Sleep seems optional when you’re young. God designed our bodies to need sleep, so if we’re avoiding sleep and not getting enough, we are paying a price even if we can’t see it. Proper sleep is important for the following reasons:
- It helps our bodies heal.
- It can help improve your memory and your capacity to learn.
- It improves your mood and gives you a better overall attitude.
- It helps control your weight. Lack of sleep affects your metabolism and can lead to weight gain.
These are just a few benefits sleep gives to your body. You will also notice a huge benefit to your relationship! Whether or not it seems true at this point in your life, your relationship will require sleep just like your body. Living with someone is not always easy. At times, his or her sheer presence will place demands on you that living alone will not. You don’t have to hurry up and get out of the bathroom if you are living alone. The TV is never too loud if you live alone (unless the neighbors say something). It is never too hot or too cold if you live by yourself because you are king or queen of the thermostat.

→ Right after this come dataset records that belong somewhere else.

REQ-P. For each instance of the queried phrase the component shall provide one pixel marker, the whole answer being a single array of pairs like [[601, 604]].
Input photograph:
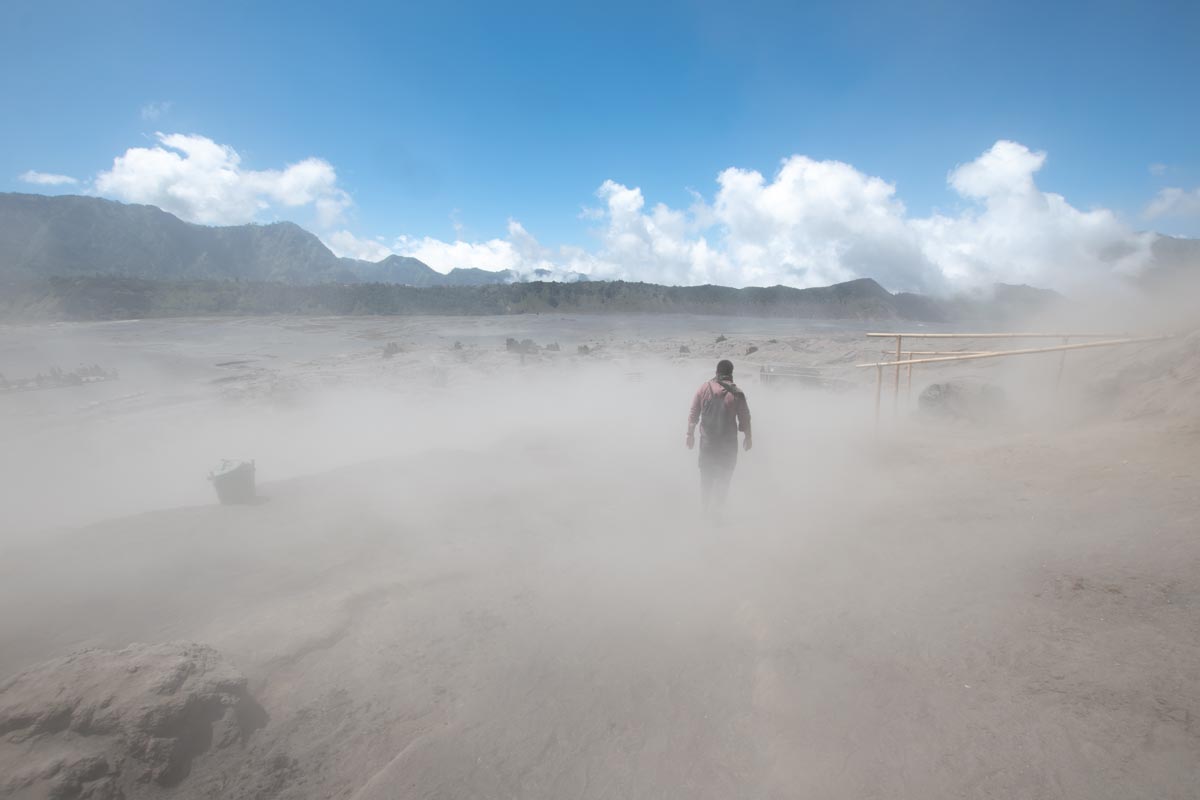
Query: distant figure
[[720, 409]]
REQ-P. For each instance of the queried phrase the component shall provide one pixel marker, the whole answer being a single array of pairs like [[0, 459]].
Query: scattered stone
[[57, 378], [522, 347], [234, 482], [107, 725]]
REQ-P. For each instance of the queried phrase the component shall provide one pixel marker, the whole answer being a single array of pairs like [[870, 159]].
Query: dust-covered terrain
[[478, 567]]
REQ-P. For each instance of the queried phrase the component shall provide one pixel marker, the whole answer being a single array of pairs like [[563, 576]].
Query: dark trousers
[[717, 462]]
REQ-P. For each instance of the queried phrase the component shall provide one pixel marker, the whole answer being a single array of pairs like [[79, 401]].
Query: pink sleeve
[[694, 416]]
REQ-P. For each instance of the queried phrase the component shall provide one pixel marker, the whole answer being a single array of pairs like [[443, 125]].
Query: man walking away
[[720, 409]]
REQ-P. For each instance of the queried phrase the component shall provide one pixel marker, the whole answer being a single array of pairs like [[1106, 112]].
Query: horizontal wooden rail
[[1023, 352], [996, 336]]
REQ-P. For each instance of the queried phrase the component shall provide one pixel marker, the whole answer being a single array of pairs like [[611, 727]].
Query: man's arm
[[743, 410], [694, 417]]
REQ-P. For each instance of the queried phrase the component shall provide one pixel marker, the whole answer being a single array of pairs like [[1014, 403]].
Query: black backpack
[[717, 419]]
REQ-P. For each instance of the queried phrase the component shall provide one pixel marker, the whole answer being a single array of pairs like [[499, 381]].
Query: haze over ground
[[475, 563]]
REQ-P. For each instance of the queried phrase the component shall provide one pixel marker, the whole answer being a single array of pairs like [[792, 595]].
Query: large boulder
[[112, 725]]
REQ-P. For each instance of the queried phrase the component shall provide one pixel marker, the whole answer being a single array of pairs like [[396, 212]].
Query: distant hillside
[[71, 235], [82, 235], [115, 298]]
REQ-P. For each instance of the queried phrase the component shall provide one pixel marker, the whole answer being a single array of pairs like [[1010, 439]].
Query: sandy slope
[[508, 591]]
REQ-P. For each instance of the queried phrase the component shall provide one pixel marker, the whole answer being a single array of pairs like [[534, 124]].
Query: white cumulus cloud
[[346, 245], [203, 181], [46, 179], [821, 222]]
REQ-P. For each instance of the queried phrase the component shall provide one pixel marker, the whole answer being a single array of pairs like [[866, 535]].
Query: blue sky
[[444, 121]]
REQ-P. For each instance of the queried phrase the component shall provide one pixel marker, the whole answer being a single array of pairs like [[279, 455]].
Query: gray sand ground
[[478, 577]]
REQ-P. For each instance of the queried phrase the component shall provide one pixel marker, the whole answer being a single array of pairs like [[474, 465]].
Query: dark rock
[[966, 400], [103, 723]]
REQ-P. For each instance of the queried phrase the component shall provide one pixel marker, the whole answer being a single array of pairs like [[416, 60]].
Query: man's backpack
[[717, 419]]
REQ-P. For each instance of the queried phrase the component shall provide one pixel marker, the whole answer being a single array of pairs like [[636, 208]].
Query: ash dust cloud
[[477, 563]]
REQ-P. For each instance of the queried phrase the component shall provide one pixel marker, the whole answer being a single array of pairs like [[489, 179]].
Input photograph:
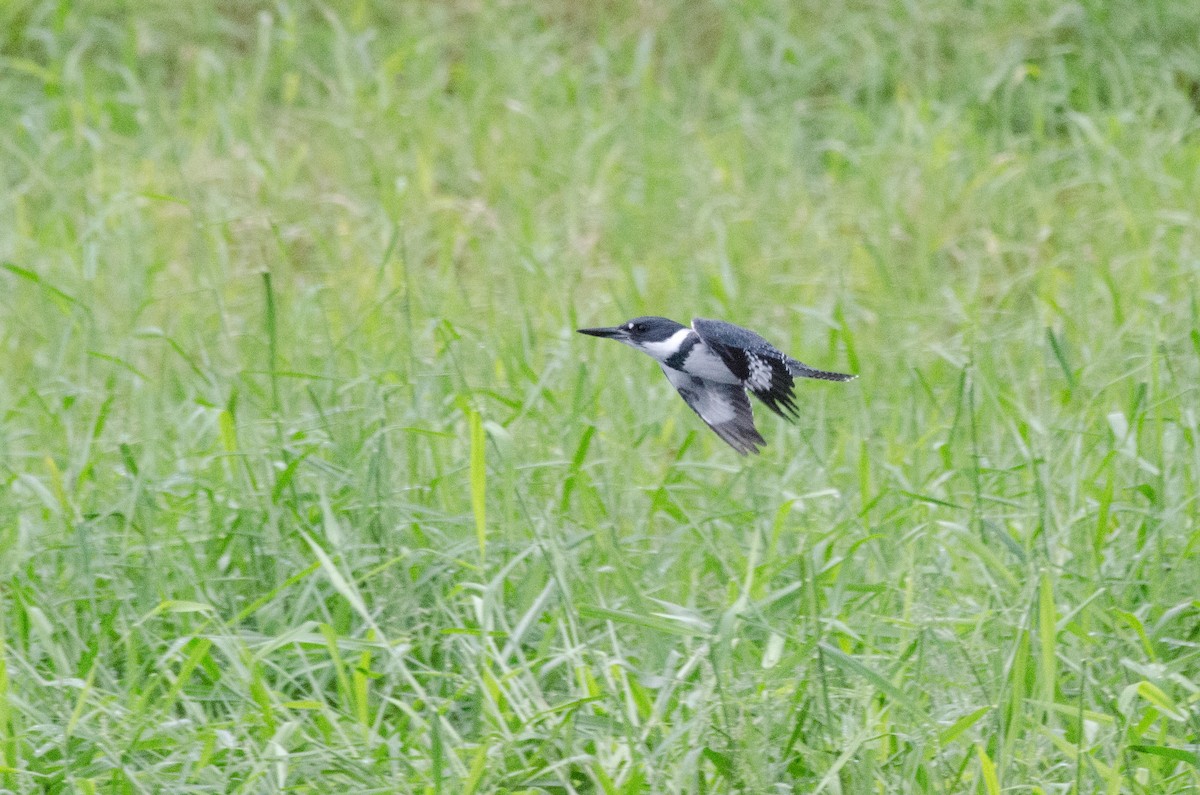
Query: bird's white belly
[[702, 363]]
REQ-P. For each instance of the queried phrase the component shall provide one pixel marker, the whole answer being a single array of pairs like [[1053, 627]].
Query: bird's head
[[657, 336]]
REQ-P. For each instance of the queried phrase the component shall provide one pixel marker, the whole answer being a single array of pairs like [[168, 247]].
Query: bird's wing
[[762, 368], [724, 407]]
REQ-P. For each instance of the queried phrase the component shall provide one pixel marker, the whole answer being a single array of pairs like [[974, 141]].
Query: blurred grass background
[[309, 484]]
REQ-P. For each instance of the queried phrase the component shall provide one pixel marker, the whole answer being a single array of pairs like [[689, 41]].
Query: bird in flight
[[712, 364]]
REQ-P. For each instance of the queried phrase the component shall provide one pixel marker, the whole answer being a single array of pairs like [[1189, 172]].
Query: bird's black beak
[[609, 332]]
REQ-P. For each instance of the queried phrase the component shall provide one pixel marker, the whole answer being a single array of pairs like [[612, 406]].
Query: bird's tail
[[802, 370]]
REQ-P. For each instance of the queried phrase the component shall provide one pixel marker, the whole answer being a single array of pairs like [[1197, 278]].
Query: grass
[[309, 484]]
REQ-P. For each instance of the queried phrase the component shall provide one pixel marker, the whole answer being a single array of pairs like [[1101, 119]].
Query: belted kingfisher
[[713, 364]]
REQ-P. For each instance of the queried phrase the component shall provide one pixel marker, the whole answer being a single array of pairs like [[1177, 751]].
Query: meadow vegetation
[[309, 485]]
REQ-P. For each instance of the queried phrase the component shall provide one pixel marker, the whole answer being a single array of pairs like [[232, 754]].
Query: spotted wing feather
[[765, 370]]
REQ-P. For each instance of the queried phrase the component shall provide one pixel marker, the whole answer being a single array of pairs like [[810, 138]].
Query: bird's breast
[[702, 363]]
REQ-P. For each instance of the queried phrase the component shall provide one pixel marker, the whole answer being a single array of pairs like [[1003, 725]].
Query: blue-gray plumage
[[713, 364]]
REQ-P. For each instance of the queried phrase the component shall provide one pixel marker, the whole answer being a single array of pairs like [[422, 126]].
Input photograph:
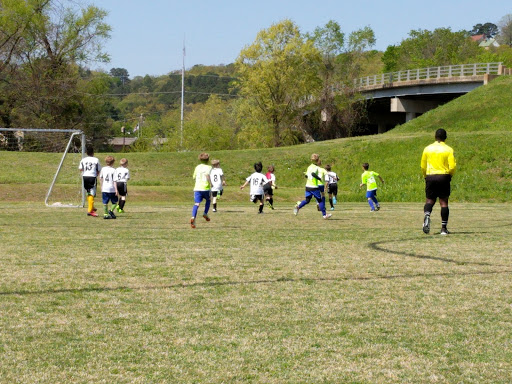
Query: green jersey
[[368, 178], [312, 182], [201, 175]]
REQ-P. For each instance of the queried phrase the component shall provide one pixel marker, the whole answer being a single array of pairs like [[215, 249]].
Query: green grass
[[479, 129], [273, 298]]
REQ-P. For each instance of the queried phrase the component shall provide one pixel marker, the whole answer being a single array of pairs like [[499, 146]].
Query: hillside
[[479, 127]]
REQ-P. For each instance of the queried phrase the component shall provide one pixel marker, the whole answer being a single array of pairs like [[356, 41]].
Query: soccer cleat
[[426, 224]]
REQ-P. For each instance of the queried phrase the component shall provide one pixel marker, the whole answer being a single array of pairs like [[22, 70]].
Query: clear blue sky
[[148, 36]]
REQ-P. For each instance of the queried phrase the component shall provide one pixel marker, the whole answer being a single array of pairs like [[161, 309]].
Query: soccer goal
[[54, 156]]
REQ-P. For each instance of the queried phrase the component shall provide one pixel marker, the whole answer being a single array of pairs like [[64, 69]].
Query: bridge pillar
[[412, 107]]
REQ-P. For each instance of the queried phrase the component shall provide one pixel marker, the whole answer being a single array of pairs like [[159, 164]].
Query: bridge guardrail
[[459, 70]]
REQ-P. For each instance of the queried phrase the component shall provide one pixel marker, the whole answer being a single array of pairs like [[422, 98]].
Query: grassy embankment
[[479, 127]]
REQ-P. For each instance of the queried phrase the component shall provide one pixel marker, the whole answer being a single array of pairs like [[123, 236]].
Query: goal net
[[43, 164]]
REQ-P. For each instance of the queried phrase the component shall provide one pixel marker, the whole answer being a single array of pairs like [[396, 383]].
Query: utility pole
[[141, 119], [182, 94]]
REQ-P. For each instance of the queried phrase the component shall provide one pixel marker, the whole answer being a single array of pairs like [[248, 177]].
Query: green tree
[[505, 35], [342, 61], [275, 74], [426, 48], [41, 88]]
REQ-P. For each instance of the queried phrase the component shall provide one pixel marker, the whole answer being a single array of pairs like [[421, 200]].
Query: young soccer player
[[312, 189], [108, 189], [368, 178], [257, 180], [90, 168], [331, 179], [121, 177], [322, 172], [218, 182], [268, 188], [202, 188]]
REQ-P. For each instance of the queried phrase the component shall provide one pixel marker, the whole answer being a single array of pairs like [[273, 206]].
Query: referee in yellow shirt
[[438, 167]]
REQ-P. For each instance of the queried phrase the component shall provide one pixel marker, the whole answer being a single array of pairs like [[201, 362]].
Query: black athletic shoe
[[426, 224]]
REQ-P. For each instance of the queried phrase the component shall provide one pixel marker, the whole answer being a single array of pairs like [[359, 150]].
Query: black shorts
[[122, 189], [267, 189], [437, 186], [255, 198], [89, 183]]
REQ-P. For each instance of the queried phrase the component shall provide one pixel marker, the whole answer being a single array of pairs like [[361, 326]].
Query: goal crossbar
[[73, 133]]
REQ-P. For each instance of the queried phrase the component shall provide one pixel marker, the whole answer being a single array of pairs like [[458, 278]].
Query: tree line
[[286, 87]]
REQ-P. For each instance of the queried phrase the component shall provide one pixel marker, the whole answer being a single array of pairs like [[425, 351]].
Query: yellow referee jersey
[[438, 159]]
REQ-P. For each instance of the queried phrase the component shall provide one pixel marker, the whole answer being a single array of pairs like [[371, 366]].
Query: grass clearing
[[273, 298]]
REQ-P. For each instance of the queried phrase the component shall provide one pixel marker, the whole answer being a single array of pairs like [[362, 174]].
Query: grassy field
[[274, 298]]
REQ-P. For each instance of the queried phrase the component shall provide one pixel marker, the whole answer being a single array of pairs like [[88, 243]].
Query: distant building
[[118, 143], [484, 41]]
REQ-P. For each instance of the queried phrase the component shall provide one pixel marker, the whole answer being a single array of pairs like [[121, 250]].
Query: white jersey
[[257, 180], [331, 178], [122, 175], [107, 179], [216, 178], [90, 166]]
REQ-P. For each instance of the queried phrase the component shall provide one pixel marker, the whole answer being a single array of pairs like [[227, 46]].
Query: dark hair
[[441, 134]]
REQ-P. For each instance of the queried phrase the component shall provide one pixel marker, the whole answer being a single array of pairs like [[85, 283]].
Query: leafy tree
[[341, 62], [488, 29], [276, 72], [505, 35], [426, 48], [41, 88]]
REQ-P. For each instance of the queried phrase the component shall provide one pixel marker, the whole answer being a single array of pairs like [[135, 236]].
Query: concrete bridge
[[397, 97]]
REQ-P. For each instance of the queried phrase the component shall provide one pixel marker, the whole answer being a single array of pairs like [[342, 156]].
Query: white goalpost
[[63, 149]]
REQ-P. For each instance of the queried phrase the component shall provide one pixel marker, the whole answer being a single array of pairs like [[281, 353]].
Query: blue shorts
[[109, 196], [315, 193], [201, 195], [371, 194]]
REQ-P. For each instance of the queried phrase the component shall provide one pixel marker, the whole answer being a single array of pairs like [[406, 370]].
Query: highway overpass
[[397, 97]]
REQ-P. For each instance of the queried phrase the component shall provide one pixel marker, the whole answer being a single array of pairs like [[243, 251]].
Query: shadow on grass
[[377, 246], [306, 280]]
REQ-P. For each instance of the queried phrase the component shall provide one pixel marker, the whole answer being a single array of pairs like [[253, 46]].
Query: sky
[[148, 36]]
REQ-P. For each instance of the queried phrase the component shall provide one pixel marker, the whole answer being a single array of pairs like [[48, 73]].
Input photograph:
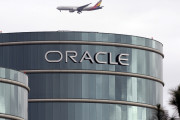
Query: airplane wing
[[79, 9]]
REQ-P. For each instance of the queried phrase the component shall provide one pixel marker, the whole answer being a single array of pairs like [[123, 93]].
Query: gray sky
[[159, 19]]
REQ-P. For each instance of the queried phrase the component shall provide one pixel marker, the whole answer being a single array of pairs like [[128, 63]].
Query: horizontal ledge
[[83, 43], [10, 117], [95, 72], [14, 83], [93, 101]]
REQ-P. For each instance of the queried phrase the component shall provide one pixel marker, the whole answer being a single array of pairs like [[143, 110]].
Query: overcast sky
[[159, 19]]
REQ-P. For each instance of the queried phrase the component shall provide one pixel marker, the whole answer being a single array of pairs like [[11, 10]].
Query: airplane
[[81, 8]]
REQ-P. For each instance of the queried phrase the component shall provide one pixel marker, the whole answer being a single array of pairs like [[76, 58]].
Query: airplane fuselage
[[81, 8]]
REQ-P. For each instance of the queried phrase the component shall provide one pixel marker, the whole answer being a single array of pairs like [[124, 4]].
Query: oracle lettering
[[120, 59]]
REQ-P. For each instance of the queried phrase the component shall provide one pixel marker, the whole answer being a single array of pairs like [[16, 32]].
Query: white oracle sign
[[121, 59]]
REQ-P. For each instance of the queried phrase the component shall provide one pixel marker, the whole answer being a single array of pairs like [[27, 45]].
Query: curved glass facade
[[13, 97], [120, 68]]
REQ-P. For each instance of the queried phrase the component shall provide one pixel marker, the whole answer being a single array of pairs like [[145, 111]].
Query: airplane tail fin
[[97, 4]]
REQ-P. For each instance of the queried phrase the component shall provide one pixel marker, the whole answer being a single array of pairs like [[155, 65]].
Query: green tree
[[175, 99], [160, 114]]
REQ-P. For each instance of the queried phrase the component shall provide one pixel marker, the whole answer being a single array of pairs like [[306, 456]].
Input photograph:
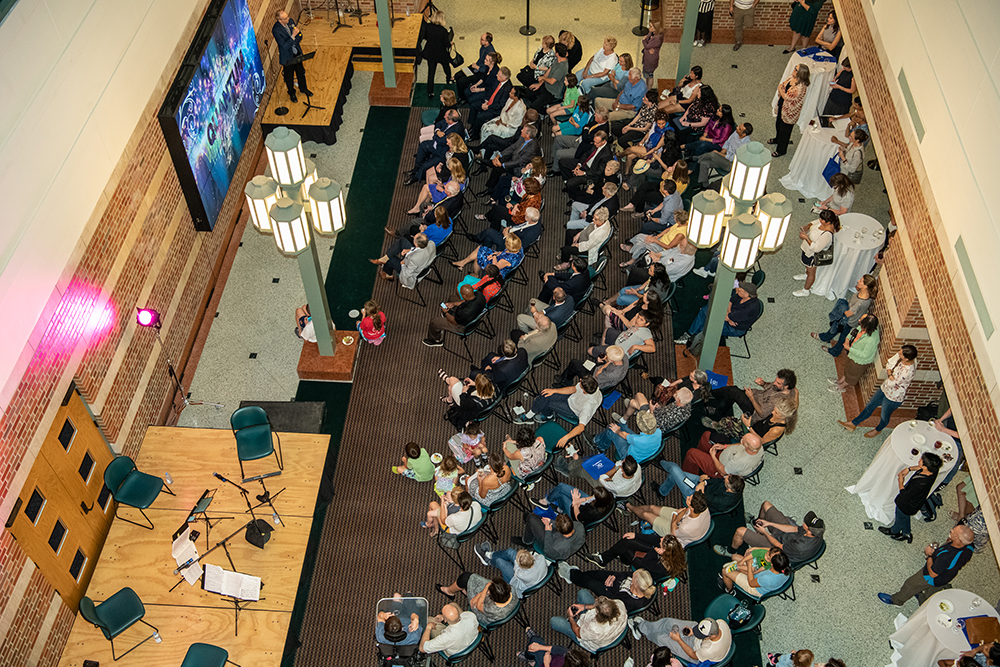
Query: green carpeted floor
[[350, 277]]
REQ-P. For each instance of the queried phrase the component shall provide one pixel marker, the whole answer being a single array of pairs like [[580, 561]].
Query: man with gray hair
[[529, 231], [491, 107], [450, 632]]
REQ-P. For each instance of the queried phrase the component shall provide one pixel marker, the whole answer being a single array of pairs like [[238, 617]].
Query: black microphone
[[189, 563]]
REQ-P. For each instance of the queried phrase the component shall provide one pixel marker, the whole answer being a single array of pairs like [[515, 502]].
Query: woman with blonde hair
[[633, 589], [791, 97]]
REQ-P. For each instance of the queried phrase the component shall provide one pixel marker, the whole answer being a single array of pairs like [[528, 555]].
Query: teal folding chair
[[254, 436], [206, 655], [116, 615], [130, 487]]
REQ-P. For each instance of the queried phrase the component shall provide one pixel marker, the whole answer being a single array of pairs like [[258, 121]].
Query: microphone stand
[[339, 24], [225, 547]]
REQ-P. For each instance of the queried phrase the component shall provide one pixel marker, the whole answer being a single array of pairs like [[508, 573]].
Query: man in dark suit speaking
[[288, 38]]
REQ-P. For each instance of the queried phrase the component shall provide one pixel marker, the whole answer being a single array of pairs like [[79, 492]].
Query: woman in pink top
[[716, 132]]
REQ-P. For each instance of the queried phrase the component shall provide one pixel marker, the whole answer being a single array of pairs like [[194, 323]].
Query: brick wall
[[140, 249], [917, 213], [770, 22]]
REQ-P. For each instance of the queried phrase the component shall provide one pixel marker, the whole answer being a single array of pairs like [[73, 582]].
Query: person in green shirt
[[417, 464], [862, 348]]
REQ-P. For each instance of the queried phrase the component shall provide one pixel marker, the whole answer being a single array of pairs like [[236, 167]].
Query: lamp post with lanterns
[[291, 206], [747, 222]]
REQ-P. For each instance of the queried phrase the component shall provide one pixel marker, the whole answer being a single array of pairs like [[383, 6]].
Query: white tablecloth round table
[[877, 488], [813, 152], [854, 250], [923, 639], [820, 76]]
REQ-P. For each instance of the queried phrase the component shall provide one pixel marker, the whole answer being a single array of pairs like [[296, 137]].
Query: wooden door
[[64, 511]]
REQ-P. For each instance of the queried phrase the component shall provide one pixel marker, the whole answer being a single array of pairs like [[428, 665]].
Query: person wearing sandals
[[791, 97], [816, 237]]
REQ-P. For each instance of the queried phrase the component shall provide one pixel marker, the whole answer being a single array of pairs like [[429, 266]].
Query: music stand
[[201, 508], [339, 24], [356, 12]]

However, once you are married and living under the same roof with a member of the opposite sex, little annoyances will come and without proper rest, small aggravations can turn into large fights.
After a while of senseless arguments, I began noticing that we got into more arguments later in the work week. Neither of us were getting enough rest and it affected our ability to communicate well. Finally, after years of us falling into this trap, I noticed Eric getting grouchy about something and it occurred to me… “It’s Friday night! He needs sleep!” If my memory serves me, I think I told him that he seemed tired and should probably go to bed. He agreed and went to sleep. The next day was fine.
Even if you don’t think it is important now, invest in your overall future health by getting into a good sleep pattern now. Once you are married, if possible, have a bedtime routine that allows you both to go to bed at the same time. Have a time of Bible reading and prayer before bed (or upon waking up together – for you morning people ~smile~) and shoot for having that start by a certain time of day. Sleep can’t always be perfect, but most people can stand to improve. I know I can!
How have your sleeping habits affected your life thus far? Have you seen lack of sleep affect your current relationships? Friends, parents, siblings, etc?